At a recent forum hosted by the Green Valley Council on Living with Urban Wildlife, experts from various departments shared invaluable insights on coexisting with desert critters. Let’s delve into the key takeaways and recommendations provided by Conor Eldridge, an environmental educator from Pima County’s Natural Resources, Parks & Recreation department, along with Rachael Spencer and Andrea Mannell, communicable disease investigators from the county health department.
Understanding Wildlife Behavior
Conor Eldridge emphasized the importance of recognizing that wildlife, including mammals, reptiles, and insects, have inhabited these regions for thousands of years. With human expansion, these creatures are adapting to survive, often taking advantage of resources unintentionally provided by humans. Eldridge urged attendees to refrain from feeding or interacting with wildlife, as this disrupts their natural behaviors and could lead to them becoming nuisances or even pose safety risks.
Responsible Feeding Practices
Feeding birds is a popular pastime for many, but it’s essential to understand the consequences. Eldridge pointed out that bird feeding can inadvertently attract rodents, which, in turn, attract snakes. Instead, he suggested opting for elevated feeders and incorporating native plants that provide natural food sources for birds, such as sunflower seeds and hackberry bushes.
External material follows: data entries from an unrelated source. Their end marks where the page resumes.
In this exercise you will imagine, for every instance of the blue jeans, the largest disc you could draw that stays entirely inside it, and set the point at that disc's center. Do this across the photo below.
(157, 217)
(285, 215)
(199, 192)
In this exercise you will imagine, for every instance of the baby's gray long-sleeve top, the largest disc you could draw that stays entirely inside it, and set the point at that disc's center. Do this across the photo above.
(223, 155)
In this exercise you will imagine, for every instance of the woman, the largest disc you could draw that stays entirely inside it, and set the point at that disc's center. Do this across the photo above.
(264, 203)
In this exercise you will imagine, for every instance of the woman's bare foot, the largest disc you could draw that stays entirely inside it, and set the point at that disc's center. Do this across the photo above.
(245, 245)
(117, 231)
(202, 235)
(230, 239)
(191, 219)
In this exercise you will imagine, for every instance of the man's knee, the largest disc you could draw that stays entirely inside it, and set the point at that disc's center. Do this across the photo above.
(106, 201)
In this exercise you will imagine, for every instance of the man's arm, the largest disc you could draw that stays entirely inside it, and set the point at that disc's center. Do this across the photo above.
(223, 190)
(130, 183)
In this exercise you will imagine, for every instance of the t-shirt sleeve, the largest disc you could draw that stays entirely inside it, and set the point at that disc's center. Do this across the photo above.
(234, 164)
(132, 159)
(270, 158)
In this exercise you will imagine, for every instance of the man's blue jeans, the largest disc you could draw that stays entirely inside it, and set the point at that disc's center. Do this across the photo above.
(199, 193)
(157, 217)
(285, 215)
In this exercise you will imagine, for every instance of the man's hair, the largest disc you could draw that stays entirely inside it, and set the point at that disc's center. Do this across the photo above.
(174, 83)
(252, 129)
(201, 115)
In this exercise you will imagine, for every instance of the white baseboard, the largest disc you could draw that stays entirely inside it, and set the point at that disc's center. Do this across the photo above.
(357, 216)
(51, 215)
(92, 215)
Wildlife Deterrence Techniques
To discourage larger animals like bobcats and coyotes from encroaching on residential areas, Eldridge recommended planting prickly plants like agave and prickly pear along fences. He advised against using barbed wire or electric fences, which could harm animals. Additionally, Eldridge provided strategies for encountering javelinas, including making noise and appearing large to deter them from approaching.
Preventing Rabies Exposure
Spencer and Mannell discussed the prevalence of rabies in Arizona, primarily transmitted through bats, skunks, and foxes. They emphasized the importance of avoiding direct contact with bats and promptly reporting any encounters to the relevant authorities. In case of exposure to a potentially rabid animal, seeking immediate medical attention is crucial. Post-exposure prophylaxis, including a series of shots, may be necessary to prevent the onset of rabies symptoms.
In conclusion, responsible interaction with desert wildlife is paramount to ensuring the safety and well-being of both humans and animals. By refraining from feeding wildlife, implementing deterrent measures, and promptly addressing potential health risks like rabies exposure, individuals can contribute to the harmonious coexistence of urban development and natural habitats in desert environments.